Dieciséis años y un nuevo cementerio después, el alcalde que, como casi todos los políticos de largo recorrido, se equivocó en ese último mandato del desgaste personal, apagó la luz de su despacho, encendió su pipa y comenzó a prepararse para lo que siempre le gustó más: ser un ciudadano del sur de Europa. A eso se ha dedicado en sus últimas décadas. A ser flaneur, sin refugiarse en los cómodos consejos empresariales ni ejercer como oráculo político de la experiencia. En la calle, en las tertulias con un grupo de amigos intelectuales y hasta hace poco en las páginas de un periódico donde nunca dejó de sentirse un inquilino provisional. Un hombre de memoria, leyes y sueños que por escrito hablaba a los demás a la altura de los ojos. A los treinta y cinco años de comprometerse en su investidura a construir un futuro para Málaga un infarto puso el punto final a su vida. Justo a la hora del pleno municipal que en otros tiempos presidió Pedro Aparicio. Un alcalde al que la ciudad le debe más que un homenaje póstumo y una calle de paso.
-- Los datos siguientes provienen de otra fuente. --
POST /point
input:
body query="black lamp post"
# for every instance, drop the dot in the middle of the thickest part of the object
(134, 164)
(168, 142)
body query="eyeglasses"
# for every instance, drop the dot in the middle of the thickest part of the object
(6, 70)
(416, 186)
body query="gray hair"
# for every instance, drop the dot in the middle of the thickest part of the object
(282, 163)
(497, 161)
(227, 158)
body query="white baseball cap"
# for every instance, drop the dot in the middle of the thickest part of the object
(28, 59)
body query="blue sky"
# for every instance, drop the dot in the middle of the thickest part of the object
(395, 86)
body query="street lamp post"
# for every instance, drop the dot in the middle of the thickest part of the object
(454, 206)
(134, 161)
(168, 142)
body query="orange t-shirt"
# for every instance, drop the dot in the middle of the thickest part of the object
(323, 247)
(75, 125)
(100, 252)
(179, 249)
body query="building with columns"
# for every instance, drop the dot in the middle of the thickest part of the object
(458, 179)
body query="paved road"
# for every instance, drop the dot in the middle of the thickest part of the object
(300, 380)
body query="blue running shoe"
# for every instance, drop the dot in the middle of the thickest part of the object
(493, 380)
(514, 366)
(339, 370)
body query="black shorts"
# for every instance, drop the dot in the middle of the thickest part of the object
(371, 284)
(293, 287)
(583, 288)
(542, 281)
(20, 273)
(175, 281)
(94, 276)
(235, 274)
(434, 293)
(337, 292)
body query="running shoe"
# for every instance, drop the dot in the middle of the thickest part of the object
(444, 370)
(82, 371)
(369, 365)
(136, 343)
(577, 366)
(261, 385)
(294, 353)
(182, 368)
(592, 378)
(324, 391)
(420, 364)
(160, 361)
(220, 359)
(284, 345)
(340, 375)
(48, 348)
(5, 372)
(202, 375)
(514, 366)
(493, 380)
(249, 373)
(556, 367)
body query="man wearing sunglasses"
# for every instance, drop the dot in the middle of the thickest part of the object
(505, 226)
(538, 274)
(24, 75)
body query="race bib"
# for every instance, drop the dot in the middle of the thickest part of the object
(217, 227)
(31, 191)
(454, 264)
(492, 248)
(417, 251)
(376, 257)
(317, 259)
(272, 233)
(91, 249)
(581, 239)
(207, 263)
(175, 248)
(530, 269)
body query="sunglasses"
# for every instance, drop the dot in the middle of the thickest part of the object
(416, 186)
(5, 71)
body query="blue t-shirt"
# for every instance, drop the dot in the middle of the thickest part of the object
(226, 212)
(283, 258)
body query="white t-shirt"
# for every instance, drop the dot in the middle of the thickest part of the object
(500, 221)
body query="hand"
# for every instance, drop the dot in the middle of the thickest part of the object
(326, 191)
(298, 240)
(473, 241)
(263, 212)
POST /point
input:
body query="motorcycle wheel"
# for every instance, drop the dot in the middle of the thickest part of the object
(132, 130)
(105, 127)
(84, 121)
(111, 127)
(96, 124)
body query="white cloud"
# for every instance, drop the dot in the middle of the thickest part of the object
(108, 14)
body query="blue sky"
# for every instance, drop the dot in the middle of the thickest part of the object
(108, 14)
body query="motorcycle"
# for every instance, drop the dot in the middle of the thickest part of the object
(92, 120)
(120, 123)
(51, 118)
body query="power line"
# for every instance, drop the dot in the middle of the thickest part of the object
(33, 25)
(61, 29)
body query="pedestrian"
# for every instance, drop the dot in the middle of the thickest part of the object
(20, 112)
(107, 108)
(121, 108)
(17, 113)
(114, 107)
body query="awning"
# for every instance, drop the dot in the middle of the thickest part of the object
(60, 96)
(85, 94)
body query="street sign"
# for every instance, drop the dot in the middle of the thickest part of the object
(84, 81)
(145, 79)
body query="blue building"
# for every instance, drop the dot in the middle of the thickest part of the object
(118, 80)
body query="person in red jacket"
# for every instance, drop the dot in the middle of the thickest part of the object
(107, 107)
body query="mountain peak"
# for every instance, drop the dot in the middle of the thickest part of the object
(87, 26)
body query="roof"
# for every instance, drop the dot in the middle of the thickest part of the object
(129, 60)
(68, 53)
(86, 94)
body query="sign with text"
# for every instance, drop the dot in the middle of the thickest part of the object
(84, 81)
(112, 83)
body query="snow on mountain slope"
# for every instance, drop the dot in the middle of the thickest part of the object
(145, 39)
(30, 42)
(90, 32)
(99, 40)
La misma noche de su óbito, libre de ceremoniales institucionales a los que se negó en sus últimas voluntades ante notario, pensé en cómo debe recordarse un alcalde. En cómo a ellos les gustaría ser encendidos un instante en el almacén de negativos de la memoria. Lo hice en el teatro romano donde estaba a punto de estrenarse La bella Helena de Troya, ópera bufa de Jacques Offenbach que el director Juan Hurtado hizo brillar como una divertida, pícara e inteligente comedia de cabaret sobre la república del amor. Una propuesta con la que este ogro escénico, siempre independiente y retador intelectual, volvió a demostrar su talento en la dirección, en elegir la música atmosférica y en la manera con la que trabaja y compone una excelente melodía de actores. Sentado en una piedra de la Historia de Málaga y de su presente, recordé cómo desde el impulso de Pedro Aparicio, de los artistas de la generación del cincuenta, de los jóvenes creadores de mediados de los ochenta y de otras instituciones de aquellos años, como el Colegio de Arquitectos y la Diputación, Málaga se ha ido convirtiendo en una capital cultural. El museo Picasso, la Fundación casa natal, la pinacoteca Carmen Thyssen, el cercano Bellas artes con sus joyas del XIX, el Centro de arte contemporáneo, el Festival de cine español, la Semana del Fantástico y la del Terror, el Centro Cultural del 27, el Instituto Municipal del Libro, el Centro Andaluz de las Letras, el Teatro Cervantes y el Romano, el Ateneo, la Térmica, unas pocas galerías de arte que resisten y nuevos espacios alternativos que surgen entrecruzan una atractiva diversidad de propuestas. Cada día se celebran eventos entre los que elegir o trenzar un itinerario a pie de la cultura, del mar y de una exquisita gastronomía mediterránea en una ciudad a tamaño humano.

A unos alcaldes se les recuerda por su caciquismo, por sus sombras, por su populismo, por su mediocridad, por su corrupción, por su gestión. A Pedro Aparicio le enorgullecería que le recordasen como el alcalde de una democracia en la que lo importante era transformar la cultura de hacer ciudad y de que Málaga dejase de ser el aeropuerto de Torremolinos para convertirse en una importante ciudad TC.